I was fortunate enough to have a career as a professional ballerina before falling in love with East Africa. Professional ballerinas, like athletes, have an in-season and off-season and in 2007 I was itching to use the off season for something purposeful and productive, so I set my sights on exploring what intrigued me about Africa. My co-workers and I choreographed two live in-studio performances to raise money for airfare, expenses and as a way to help support the needs of those I was about to meet.

I spent nine weeks living with my host parents, Mary and Peter, in the slum of Ongata-Rongai. Every day I would walk to one of the two day schools that Mary had founded for the vulnerable children in her community. As I assisted the teachers, poured porridge, washed dishes and played in the dirt, I learned stories of the children I was falling in love with.

As my new friends did not choose to be born in East Africa, I did not choose my life in the US. Things that seemed commonplace to me, my car, family vacations and coffee dates at Starbucks, would be extravagant in the eyes of my new friends. Instead of wallowing in guilt I chose action. I chose responsibility. During my stay at Mary and Peter’s I learned that many of my new friends did not have access to clean drinking water and I set my heart on helping to dig a well.

While the first borehole was completed in 2009, a team was gathering in Philadelphia, a group of friends and colleagues that helped me put together a vision for our work. We arrived at a holistic three part approach that addressed poverty on multiple fronts: providing basic needs, education through sponsorship and income generating activities to cultivate sustainable lives.
Authentic, transparent relationships are at the crux of how we work, and the work is to be done through conversation and partnership with the trusted leaders of our communities. They lead our conversations and they know how to best bring sustainable life change into their communities. Conversation changes everything.

From the start, our fundraising roots were built on everyday people giving extravagantly of what they have:  art, time, talent, ideas, sweat, money and more. The Western world is consumed with materialism, greed, speed, and the conquest of more, yet there is so much sadness, depression, and emptiness.

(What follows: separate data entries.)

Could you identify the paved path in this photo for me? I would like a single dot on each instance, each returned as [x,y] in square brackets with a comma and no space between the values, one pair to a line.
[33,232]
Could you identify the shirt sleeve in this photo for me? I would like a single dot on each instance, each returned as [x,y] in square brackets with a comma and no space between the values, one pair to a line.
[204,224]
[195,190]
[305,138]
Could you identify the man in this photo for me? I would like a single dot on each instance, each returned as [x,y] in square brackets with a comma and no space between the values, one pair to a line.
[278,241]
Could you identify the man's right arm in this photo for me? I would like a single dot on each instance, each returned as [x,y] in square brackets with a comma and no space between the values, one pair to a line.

Many of my East African friends, however, are content–truly content– with so little. I’ve seen joy on the face of an old man who never believed he would see clean water burst forth from the ground he walked on all his days. And I’ve seen joy on a dancer’s face who was fulfilled by giving generously of her gifts and talents for the good of someone else. They are the same glorious look and this is the unity I love.

Won’t you join us?

“God is in the slums, in the cardboard boxes where the poor play house. God is in the silence of a mother who has infected her child with a virus that will end both their lives. God is in the cries heard under the rubble of war. God is in the debris of wasted opportunity and lives, and God is with us if we are with them.”